Second, the law must provide MECHANISMS for post-conviction relief based on a changed understanding of the science, which of course includes when the courts got it wrong the first time. They can do this, for example, through judicial interpretation of due process clauses or legislative actions. Texas has just such a law on the books, though enforcement has so far been anemic. Under Texas STATUSa habeas corpus petition may be considered if “relevant (and admissible) scientific evidence is now available and was not available at the time of the convicted person’s trial because (it) was not verified by the exercise of reasonable diligence … before from the date or during the trial of the convicted person.” In other words, a person who has been convicted, like Roberson, can ask the court to reconsider their case because the scientific evidence has changed.

California has a similar one STATUSwhich allows the challenge of “false evidence” that has been introduced at trial. False evidence is defined as including “expert opinions that have either been rejected by the expert who originally provided the opinion at a hearing or trial, or that have been undermined by subsequent scientific research or technological advances.” Other states are following suit.

But these efforts are at best illusory and at worst inconceivable if the courts do not enforce them. Roberson has been on death row for two decades, and the Menendez brothers were sentenced more than 28 years ago. The state of Texas rejected Roberson’s attempts to appeal, despite what we now know about shaken baby syndrome. The time needed to reconsider the conviction of the Menendez brothers far outstrips the time needed for the science of abuse, trauma and violence to change.

American law has traditionally provided mechanisms to ensure that everyone has a fair day in court.
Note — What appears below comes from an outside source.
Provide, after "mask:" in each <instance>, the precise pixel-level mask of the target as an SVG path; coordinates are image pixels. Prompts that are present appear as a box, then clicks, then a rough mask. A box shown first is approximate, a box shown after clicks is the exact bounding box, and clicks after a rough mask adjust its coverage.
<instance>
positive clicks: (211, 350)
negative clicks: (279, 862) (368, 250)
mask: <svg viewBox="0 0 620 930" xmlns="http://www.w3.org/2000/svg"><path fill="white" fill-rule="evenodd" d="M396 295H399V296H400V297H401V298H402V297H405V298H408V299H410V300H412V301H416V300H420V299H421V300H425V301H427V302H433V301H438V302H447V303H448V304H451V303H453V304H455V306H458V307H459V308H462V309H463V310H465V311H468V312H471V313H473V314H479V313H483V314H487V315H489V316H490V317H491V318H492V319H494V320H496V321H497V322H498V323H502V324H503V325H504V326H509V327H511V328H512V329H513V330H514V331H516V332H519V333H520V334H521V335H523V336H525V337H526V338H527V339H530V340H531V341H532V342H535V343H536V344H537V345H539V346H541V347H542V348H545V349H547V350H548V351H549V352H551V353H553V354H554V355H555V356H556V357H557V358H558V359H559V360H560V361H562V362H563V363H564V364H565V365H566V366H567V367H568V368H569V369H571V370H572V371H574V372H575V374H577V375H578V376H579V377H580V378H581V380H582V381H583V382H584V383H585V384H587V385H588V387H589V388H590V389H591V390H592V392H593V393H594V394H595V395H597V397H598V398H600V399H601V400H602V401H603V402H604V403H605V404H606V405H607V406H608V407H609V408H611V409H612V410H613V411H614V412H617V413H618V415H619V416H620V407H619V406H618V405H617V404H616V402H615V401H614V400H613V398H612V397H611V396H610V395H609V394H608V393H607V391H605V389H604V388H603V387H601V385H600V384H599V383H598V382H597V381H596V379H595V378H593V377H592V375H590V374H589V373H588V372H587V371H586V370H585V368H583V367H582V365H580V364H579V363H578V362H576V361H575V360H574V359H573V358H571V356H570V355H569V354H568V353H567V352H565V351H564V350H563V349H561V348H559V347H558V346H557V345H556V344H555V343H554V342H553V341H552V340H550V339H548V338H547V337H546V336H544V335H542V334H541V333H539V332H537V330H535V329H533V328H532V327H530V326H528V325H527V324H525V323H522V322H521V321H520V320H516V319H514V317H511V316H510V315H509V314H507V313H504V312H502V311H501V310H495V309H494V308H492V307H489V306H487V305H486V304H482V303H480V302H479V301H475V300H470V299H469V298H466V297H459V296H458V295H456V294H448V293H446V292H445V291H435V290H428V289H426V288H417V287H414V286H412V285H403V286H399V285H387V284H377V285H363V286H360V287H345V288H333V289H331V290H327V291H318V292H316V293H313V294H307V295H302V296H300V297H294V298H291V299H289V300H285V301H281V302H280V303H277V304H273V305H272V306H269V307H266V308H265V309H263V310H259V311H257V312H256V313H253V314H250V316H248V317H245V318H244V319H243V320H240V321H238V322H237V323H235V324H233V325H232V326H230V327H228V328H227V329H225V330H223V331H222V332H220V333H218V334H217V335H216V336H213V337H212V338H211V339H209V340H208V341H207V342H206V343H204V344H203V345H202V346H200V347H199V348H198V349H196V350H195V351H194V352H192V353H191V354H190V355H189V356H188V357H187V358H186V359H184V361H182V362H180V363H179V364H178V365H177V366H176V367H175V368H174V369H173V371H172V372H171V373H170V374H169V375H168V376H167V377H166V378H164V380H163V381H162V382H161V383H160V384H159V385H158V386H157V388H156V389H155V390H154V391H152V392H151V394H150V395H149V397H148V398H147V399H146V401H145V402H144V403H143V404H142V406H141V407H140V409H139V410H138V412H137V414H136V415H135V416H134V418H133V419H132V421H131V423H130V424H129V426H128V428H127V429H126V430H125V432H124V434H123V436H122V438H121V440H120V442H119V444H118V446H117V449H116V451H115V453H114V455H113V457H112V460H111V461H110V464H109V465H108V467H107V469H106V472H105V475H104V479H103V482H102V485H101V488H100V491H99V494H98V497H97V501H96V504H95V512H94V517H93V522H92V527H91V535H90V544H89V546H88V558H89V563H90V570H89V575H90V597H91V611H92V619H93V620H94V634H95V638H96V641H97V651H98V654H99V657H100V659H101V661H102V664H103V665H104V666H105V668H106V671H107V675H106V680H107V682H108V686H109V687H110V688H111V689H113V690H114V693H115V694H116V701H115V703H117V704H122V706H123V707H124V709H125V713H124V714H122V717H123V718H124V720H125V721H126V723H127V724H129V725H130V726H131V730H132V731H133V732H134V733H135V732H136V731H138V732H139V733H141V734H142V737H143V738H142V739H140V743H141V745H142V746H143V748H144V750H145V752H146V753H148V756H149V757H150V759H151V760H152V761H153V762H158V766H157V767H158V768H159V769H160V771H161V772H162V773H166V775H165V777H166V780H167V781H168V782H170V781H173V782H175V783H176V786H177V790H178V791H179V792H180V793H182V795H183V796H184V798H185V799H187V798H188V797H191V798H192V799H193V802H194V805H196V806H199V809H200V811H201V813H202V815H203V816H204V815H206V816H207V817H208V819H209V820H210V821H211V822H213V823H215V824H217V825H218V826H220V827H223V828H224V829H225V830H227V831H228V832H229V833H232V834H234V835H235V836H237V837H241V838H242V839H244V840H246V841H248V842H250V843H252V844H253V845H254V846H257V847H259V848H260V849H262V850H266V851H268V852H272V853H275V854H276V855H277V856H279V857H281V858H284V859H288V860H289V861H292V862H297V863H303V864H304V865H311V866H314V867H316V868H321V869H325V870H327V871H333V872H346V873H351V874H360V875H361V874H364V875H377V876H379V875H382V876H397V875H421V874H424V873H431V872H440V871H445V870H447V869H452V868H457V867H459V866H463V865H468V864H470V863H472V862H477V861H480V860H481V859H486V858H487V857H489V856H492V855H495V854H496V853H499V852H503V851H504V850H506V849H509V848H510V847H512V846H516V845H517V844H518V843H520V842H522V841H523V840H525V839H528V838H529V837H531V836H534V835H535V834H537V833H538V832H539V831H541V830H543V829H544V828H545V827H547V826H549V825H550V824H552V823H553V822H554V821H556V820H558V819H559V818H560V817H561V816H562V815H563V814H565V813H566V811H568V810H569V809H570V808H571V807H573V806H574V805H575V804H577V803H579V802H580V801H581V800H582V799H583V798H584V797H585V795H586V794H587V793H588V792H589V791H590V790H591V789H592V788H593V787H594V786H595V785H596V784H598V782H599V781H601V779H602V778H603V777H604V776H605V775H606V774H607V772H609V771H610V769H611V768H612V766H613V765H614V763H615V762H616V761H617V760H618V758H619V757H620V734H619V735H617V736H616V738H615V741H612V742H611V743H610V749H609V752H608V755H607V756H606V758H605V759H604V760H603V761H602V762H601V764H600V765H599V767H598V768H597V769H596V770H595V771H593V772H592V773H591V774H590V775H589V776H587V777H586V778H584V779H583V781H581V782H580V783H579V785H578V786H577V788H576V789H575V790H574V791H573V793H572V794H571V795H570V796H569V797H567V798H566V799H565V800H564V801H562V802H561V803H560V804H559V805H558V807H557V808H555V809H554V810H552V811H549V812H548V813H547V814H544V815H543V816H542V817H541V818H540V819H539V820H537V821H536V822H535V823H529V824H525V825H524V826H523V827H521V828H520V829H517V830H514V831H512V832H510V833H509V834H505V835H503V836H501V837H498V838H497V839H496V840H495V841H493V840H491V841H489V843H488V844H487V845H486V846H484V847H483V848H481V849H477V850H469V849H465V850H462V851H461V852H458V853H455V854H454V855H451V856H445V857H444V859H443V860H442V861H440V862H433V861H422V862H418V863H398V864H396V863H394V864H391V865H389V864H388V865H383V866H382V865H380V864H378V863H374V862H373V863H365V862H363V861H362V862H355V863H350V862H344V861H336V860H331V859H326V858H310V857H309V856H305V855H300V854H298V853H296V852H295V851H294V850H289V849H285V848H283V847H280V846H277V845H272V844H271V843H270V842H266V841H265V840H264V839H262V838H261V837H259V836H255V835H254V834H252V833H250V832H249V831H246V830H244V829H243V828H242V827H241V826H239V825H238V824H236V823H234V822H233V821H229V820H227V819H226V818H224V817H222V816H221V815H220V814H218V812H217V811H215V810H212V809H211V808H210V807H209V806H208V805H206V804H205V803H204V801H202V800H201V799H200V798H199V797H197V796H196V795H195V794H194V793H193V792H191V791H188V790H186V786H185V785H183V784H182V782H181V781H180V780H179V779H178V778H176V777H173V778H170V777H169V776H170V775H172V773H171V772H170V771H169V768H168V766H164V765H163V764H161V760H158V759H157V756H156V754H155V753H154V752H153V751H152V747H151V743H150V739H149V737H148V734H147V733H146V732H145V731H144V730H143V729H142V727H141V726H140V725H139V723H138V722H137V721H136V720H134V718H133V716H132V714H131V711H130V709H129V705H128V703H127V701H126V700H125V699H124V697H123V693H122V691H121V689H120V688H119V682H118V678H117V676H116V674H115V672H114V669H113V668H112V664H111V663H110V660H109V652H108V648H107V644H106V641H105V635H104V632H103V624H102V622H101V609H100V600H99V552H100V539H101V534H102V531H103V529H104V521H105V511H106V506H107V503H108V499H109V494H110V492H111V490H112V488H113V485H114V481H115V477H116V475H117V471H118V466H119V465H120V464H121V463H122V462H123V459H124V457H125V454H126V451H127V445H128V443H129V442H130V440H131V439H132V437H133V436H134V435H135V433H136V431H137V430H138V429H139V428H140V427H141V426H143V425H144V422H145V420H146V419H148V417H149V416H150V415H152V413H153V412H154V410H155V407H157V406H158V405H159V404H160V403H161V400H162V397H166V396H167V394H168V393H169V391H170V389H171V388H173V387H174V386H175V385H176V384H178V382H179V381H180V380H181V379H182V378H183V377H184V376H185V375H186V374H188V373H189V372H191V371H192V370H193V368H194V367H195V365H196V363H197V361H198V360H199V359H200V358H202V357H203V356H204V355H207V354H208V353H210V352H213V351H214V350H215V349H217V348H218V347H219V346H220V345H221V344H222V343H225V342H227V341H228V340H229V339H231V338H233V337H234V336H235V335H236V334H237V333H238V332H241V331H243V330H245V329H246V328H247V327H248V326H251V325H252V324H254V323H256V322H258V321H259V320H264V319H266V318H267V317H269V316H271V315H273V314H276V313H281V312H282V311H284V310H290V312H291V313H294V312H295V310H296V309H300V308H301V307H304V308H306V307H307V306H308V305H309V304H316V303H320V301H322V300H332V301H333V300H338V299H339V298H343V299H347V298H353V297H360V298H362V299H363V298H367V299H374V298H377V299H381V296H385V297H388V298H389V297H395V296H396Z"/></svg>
Fairness requires the opportunity for their cases to be tried in light of the best science available at the time. And when the stakes are particularly high, as is true in the cases of Roberson and the Menendez brothers, those convicted of crimes should have the right to have their cases reopened on an ongoing basis when our understanding of the science that resulted in their endangerment has changed. Such an outcome would allow fairness and truth to come together to ensure that justice is done.